Mother’s Market & Kitchen
- Company type: Private;
- Industry: Retail (Grocery), Health Food Store
- Founded: 1978 (48 years ago) in Costa Mesa, California, U.S.
- Founders: Bruce Macgurn
- Headquarters: Costa Mesa, California, U.S.
- Number of locations: 11 (2024)
- Area served: Southern California;
- Key people: Dorothy Carlow, CEO
- Products: Bakery, delicatessen, dairy, grocery, frozen foods, organic foods, bulk foods, meat, produce, seafood, wine, beer, spirits, coffee, prepared foods, vegan, gluten free
- Website: mothersmarket.com

= Mother's Market & Kitchen =

Southern California-based supermarket chain

Mother's Market & Kitchen (sometimes called Mother's Market) is a regional supermarket chain operating in Southern California.

==History==
Mother's Market was founded in 1978 by a group of yoga enthusiasts in Costa Mesa.

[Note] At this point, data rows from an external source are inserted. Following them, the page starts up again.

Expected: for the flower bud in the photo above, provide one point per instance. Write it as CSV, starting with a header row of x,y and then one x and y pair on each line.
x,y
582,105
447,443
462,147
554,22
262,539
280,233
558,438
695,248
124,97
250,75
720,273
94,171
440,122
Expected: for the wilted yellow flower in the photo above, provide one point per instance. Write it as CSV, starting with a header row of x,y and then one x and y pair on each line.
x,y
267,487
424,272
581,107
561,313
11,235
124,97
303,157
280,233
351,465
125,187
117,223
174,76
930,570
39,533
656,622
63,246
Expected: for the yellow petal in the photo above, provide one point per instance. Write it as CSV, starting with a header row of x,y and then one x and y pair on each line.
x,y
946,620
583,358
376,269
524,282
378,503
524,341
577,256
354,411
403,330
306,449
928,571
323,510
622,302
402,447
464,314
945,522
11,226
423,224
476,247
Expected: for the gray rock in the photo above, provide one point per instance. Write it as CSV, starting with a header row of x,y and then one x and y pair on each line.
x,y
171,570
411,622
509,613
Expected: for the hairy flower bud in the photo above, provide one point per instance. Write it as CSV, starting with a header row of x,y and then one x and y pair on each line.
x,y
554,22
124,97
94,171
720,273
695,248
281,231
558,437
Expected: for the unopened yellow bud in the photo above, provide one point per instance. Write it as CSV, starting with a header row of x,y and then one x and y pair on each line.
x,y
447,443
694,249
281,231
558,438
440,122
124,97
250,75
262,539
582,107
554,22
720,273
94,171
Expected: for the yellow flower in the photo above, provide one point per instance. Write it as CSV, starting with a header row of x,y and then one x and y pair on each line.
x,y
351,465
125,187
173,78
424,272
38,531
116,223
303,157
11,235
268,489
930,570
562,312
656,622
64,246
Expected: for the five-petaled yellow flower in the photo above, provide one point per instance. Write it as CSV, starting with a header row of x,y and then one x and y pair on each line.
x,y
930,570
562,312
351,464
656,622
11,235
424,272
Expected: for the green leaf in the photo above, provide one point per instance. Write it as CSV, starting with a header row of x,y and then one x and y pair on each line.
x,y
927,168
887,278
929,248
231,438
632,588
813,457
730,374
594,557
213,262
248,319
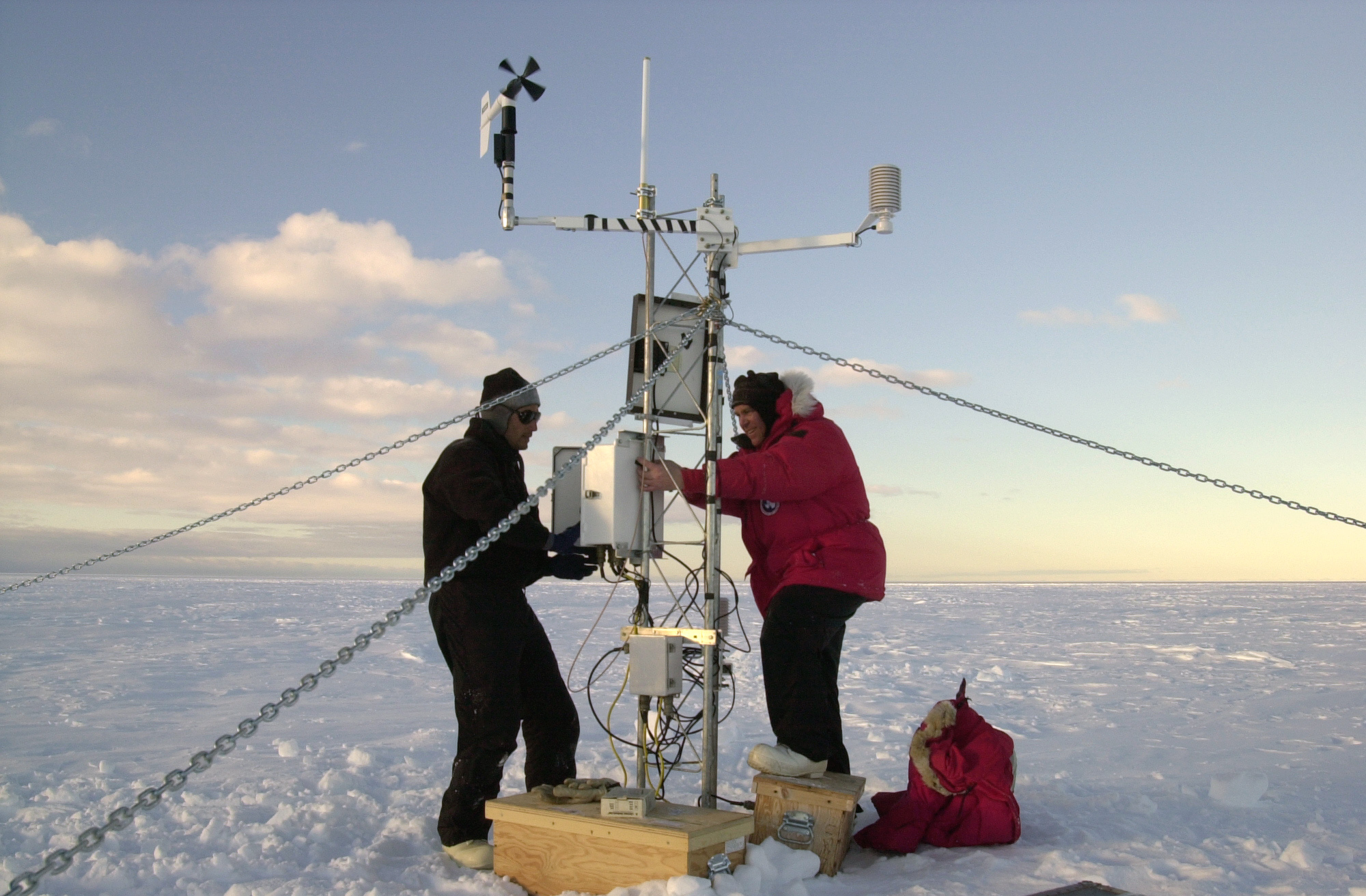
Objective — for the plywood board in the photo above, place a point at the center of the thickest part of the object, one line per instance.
(554, 849)
(830, 800)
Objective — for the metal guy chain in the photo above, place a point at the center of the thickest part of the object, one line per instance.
(335, 471)
(1050, 431)
(59, 861)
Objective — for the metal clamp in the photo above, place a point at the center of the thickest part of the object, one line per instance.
(798, 830)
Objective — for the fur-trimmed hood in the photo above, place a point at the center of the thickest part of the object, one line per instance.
(940, 720)
(801, 384)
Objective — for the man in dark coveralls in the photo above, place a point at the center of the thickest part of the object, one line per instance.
(506, 674)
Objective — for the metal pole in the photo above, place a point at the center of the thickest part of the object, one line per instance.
(648, 427)
(712, 547)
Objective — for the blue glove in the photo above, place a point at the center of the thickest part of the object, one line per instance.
(565, 542)
(572, 566)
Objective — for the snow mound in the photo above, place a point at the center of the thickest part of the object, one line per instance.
(1238, 789)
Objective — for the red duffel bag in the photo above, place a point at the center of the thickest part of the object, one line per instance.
(962, 776)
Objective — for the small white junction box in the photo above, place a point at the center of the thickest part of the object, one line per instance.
(628, 802)
(656, 666)
(610, 506)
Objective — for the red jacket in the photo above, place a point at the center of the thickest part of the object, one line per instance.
(803, 506)
(961, 782)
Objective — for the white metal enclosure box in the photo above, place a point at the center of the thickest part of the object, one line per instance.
(656, 666)
(607, 495)
(569, 491)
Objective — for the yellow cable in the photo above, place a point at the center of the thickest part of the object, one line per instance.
(611, 741)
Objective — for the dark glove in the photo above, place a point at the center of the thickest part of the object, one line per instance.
(565, 542)
(572, 566)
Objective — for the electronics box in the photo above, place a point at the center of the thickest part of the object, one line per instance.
(550, 850)
(610, 506)
(680, 393)
(656, 666)
(569, 492)
(628, 802)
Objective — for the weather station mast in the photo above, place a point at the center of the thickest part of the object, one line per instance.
(621, 521)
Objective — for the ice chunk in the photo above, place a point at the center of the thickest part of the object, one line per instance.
(686, 886)
(1238, 789)
(749, 878)
(726, 886)
(781, 865)
(1302, 856)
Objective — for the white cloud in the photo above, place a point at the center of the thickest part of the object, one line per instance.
(1145, 309)
(834, 375)
(1139, 309)
(322, 260)
(456, 350)
(120, 419)
(741, 359)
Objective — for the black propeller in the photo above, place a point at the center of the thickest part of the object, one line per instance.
(521, 81)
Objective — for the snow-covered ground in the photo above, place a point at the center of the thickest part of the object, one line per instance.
(1125, 701)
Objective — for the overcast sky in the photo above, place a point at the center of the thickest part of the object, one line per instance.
(241, 242)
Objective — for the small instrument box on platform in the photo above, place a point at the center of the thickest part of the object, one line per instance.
(550, 849)
(628, 802)
(809, 813)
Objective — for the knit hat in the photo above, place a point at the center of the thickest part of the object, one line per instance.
(502, 383)
(760, 391)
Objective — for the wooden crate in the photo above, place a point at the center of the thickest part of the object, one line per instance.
(553, 849)
(831, 798)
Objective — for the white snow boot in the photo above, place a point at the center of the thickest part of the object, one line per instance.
(785, 761)
(472, 854)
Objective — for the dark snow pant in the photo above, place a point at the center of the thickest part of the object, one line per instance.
(801, 647)
(506, 678)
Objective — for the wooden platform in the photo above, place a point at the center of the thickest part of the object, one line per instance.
(553, 849)
(831, 800)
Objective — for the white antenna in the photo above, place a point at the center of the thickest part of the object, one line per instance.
(645, 122)
(718, 241)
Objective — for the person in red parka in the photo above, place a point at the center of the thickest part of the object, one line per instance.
(815, 557)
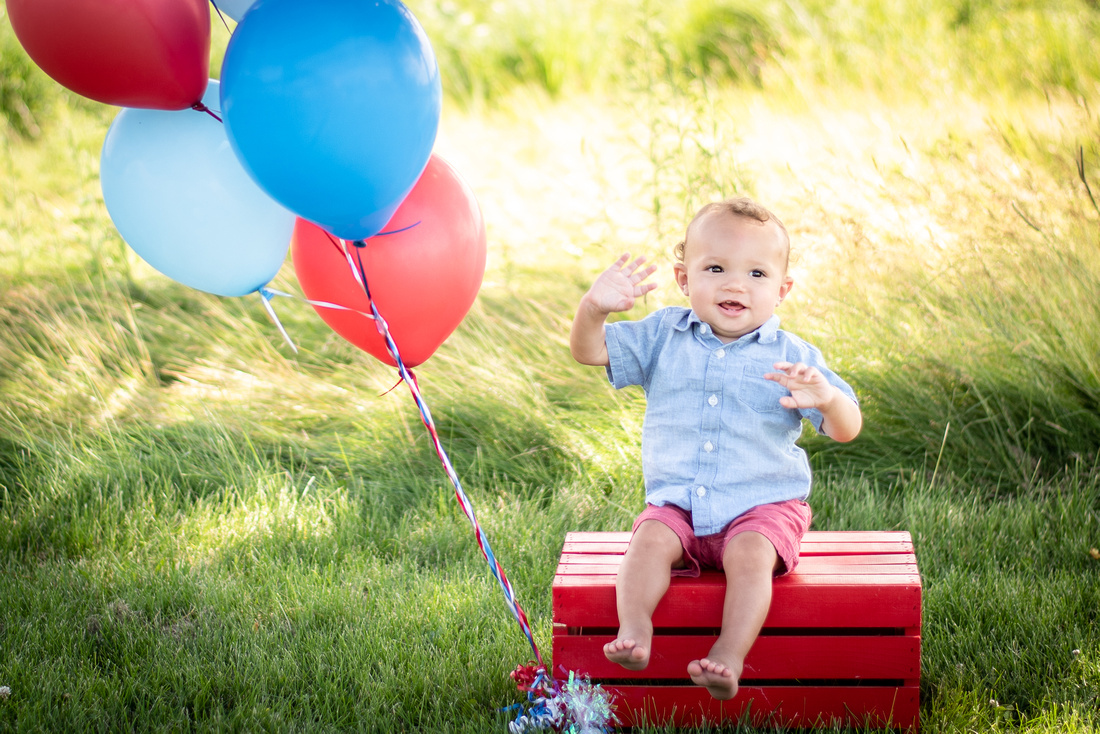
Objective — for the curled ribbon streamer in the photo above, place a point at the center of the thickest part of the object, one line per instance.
(356, 266)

In 2016, Mother's Market was acquired by private equity group Mill Road Capital.

As of 2024, they have 11 locations in Southern California.

In 2026, Mother’s Market workers announced a union campaign with United Food and Commercial Workers named “Hearts United” at the company’s stores, citing staffing shortages, scheduling issues, and low pay.